Canada's birth rate at all-time low

Canadians made fewer babies in 2002 than in any year since 1921, when Statistics Canada began keeping records.

Canada's birth rate fell two years ago to its lowest level since 1921, when the agency began keeping records, according to Statistics Canada.

The federal agency said on Monday that Canada's "crude birth rate," which measures the number of live births per thousand Canadians, fell to 10.5 in 2002.

The rate declined by slightly more than a quarter in the decade between 1992 and 2002, according to the report.

In 2002 Canadian women gave birth to 328,802 babies, down 1.5 per cent from the year before. It was also the eleventh decline in 12 years.

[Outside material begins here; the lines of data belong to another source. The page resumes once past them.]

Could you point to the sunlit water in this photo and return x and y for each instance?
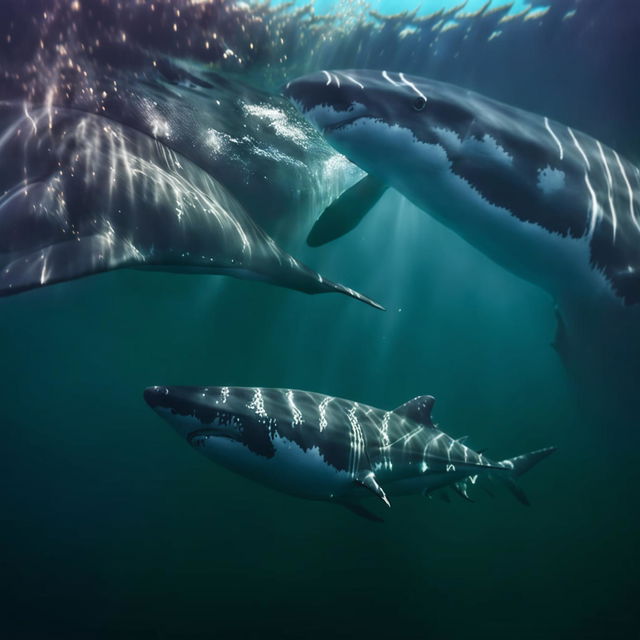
(112, 527)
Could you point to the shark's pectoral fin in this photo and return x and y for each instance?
(345, 213)
(359, 510)
(368, 481)
(461, 489)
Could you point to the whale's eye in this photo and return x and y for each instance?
(419, 103)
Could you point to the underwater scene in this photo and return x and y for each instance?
(319, 320)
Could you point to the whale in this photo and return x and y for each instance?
(82, 193)
(113, 156)
(319, 447)
(547, 202)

Ontario and Quebec were responsible for almost 4,400 fewer live births in 2002, representing 89 per cent of the net decrease for the entire country. The only increases came in Alberta, the Northwest Territories and in Nunavut.

The decline is also reflected in a drop in Canadian women's fertility rate as measured by Statistics Canada. It estimates the average number of children that women between 15 and 49 years of age will have in a lifetime.

That measure fell to 1.50 from 1.51 in 2001, placing Canada in the middle of a table of industrialized nations led by the United States with 2.0. Italian women are the least fertile according to this statistic, producing only 1.2 babies in 2002.